La iniciativa del Legislador porteño del Frente para la Victoria tiene como objetivo suspender permisos de demolición y de obra que alteren las características urbanas y patrimoniales de aquellas zonas comprendidas en modificaciones urbanísticas producto de leyes que cuenten con aprobación inicial.


Al respecto, Fernando Muñoz explicó “el viejo Concejo Deliberante de los 90, arruinó su imagen de honorable por las denuncias de connivencia entre empresarios y algunos representantes, que posibilitaban las edificaciones de excepción. El Código de Planeamiento se adaptaba a los horarios nocturnos de las sesiones, y en un santiamén salían leyes que luego permitían construcciones monumentales en barrios tranquilos”.

“Luego, la Constitución de la Ciudad debatida y votada hace dos décadas, posibilitó que todo cambio del Código de Planeamiento fuera tratado en dos tramos, la llamada "primera lectura" es una votación donde se expresa la voluntad mayoritaria de que se produzca esa ley; luego tenemos la audiencia pública, donde los vecinos pueden objetar, respaldar o denunciar, fijando posición respecto a lo votado. Si bien esta audiencia no es vinculante, tenemos una impresión pública y clara de lo que pueden querer los vecinos. Finalmente, se vota en segunda lectura y así es ley definitiva, se termina el proceso de debate, votación, audiencia y decisión final”.

“Con la ley que presentamos estaríamos evitando que en ese tiempo de debate público y de ampliación democrática, los vivos de siempre se encarguen de enchastrar la buena intención de nuestros estatuyentes, negociando permisos de demolición y obra para terminar cambiando el sentido del debate, y quedarse con la parte del león. En barrios donde los vecinos fueron escuchados por sus representantes y juntos lograron fijar límites al lucro y la falta de planificación, la especulación termina teniendo más herramientas para burlar la ley”.
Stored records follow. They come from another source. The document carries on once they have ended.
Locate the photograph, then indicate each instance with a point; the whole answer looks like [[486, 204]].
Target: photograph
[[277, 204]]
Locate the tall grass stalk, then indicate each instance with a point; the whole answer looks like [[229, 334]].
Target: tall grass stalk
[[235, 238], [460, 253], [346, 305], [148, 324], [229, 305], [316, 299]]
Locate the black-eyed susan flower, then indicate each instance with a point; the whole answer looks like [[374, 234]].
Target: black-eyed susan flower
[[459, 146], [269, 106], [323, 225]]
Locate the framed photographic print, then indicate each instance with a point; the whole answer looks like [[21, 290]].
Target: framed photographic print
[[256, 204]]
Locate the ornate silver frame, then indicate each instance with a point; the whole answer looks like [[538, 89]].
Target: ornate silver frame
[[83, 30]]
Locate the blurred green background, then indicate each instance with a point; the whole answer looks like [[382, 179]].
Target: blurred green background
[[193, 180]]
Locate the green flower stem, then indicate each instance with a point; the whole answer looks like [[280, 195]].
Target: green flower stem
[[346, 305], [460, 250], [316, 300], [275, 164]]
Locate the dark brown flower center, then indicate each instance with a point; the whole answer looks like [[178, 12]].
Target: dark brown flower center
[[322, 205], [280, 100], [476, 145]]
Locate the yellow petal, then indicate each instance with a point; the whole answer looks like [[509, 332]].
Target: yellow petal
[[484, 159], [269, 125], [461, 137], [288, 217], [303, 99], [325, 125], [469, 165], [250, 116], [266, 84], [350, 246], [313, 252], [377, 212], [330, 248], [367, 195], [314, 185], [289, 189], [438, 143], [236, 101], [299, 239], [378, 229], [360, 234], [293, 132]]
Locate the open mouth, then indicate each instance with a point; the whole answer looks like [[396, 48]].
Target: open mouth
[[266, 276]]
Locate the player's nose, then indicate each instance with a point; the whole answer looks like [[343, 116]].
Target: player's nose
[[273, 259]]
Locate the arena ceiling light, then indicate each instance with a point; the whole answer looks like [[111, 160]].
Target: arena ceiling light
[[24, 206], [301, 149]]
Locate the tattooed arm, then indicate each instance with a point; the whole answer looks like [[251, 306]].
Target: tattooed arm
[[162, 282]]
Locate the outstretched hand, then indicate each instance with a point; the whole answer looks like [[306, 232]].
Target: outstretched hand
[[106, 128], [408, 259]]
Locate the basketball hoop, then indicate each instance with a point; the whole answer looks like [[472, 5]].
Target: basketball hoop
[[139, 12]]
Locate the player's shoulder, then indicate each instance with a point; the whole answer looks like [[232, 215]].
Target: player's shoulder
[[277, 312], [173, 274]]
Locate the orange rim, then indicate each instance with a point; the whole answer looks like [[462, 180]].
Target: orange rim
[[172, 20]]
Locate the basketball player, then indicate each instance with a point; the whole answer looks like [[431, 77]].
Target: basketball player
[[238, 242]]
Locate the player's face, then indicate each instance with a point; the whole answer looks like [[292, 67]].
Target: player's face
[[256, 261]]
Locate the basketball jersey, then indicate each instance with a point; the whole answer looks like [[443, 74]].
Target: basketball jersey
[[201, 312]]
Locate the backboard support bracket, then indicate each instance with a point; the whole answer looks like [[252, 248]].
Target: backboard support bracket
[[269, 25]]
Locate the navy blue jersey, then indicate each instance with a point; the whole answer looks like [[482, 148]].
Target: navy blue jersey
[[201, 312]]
El proyecto de ley presentado hoy por Fernando Muñoz "apunta a evitar que queden materializadas insalvables disrupciones morfológicas, provocando un grave daño al patrimonio cultural urbano. Un claro ejemplo de esta situación, se da en el barrio de Caballito" explicó. En diciembre, la Legislatura aprobó en primera lectura una ley que modificaba la zoonificación de dos manzanas, bajando la altura máxima de construcción, sin embargo, durante este tiempo de audiencia y decisión final, el Gobierno de la Ciudad otorgó cuatro permisos de obra  que superan ampliamente la altura máxima de construcción que establecía la ley aprobada en primera lectura.

Para finalizar, Muñoz afirmó “es legítimo que -si la intención de los representantes es ponerle un límite a la especulación inmobiliaria- se suspendan los permisos de obra hasta que termine todo el proceso de debate público, para evitar que el negocio se lleve por el aire a la sociedad y a sus representantes”.